Antara, Jakarta – Law No. 11 of 2020 on job creation will guarantee that laid-off workers receive their severance pay, according to the Center of Reform on Economic (CORE).
"This is because the clause was not a civil code but criminal. If a company refuses to give the workers' severance pay according to the law, they will be convicted," Director of Research of CORE Indonesia Piter Abdullah noted in a statement here on Saturday.
The previous Law No. 13 of 2003 stipulated that a company refusing to give severance payment would be charged under the civil code, and this would take a longer process to settle.
Ironically, it is the worker, as the claimant, who had to bear the expenses of the civil lawsuit.
Abdullah noted that the new law on job creation demonstrated the government's protection for workers, and those companies refusing to provide severance pay would face the state's action.
He ensured that the law on job creation would be a solution for laid-off workers to receive their severance pay, although the amount might be lesser, from earlier 25 to 32 times their salary, but it offer certainty to protect the workers' rights.

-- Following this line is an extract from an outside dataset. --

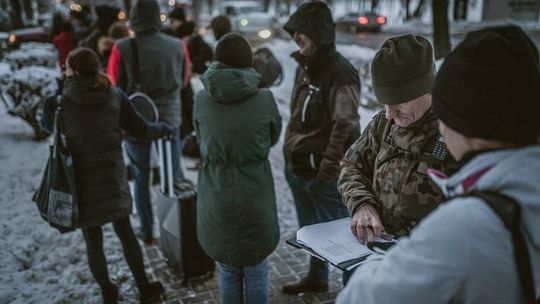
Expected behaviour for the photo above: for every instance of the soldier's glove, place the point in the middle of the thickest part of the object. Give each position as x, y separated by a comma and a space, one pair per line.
381, 245
366, 223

"I can ensure that it will not be detrimental to workers. Why, because instead of the lower amount (of severance pay), there is a certainty that it will be paid," he explained.

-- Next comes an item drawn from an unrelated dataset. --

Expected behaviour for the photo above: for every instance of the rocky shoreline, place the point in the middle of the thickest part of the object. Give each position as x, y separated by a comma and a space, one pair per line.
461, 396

According to the Manpower Ministry's data in 2019, only 27 percent businessmen had fulfilled the requirement to offer compensation payment in accordance with Law No. 13 of 2003.

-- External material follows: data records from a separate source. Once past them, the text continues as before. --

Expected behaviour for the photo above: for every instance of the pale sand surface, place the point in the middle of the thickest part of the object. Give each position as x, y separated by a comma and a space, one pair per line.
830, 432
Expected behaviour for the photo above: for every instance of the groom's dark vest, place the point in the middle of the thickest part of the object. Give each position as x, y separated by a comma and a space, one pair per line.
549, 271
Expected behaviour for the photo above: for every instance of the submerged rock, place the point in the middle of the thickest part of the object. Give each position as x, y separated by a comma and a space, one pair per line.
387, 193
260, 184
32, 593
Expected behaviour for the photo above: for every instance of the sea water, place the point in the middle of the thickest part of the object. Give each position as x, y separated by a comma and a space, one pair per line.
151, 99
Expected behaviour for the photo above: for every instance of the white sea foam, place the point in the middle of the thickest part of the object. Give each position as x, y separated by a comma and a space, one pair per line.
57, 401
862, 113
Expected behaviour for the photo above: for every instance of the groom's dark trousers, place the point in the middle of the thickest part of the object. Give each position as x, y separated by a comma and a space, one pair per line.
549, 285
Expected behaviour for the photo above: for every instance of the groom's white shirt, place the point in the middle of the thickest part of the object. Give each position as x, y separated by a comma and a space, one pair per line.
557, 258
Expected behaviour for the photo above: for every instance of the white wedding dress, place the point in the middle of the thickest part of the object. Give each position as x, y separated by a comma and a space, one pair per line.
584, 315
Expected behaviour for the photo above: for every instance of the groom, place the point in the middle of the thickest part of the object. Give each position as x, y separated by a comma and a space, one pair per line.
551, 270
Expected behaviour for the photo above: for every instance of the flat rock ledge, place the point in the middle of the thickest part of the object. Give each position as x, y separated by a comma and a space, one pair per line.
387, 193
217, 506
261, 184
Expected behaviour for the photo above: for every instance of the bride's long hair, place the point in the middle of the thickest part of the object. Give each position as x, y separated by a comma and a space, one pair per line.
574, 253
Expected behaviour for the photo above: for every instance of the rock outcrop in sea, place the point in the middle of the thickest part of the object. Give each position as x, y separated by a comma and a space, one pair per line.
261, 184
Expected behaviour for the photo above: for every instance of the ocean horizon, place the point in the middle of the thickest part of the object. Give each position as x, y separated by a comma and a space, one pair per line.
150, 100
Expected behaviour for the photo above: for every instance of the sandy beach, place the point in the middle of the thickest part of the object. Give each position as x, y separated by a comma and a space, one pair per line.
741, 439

Some of the companies claimed bankruptcy for the reason behind not giving the severance pay.
The World Bank report, quoting data of the National Workforces Survey of the Central Statistics Agency (BPS) in 2018, noted that 66 percent of the workers did not receive severance pay, 27 percent received lesser than the required amount, and seven percent received the severance pay in accordance with the law.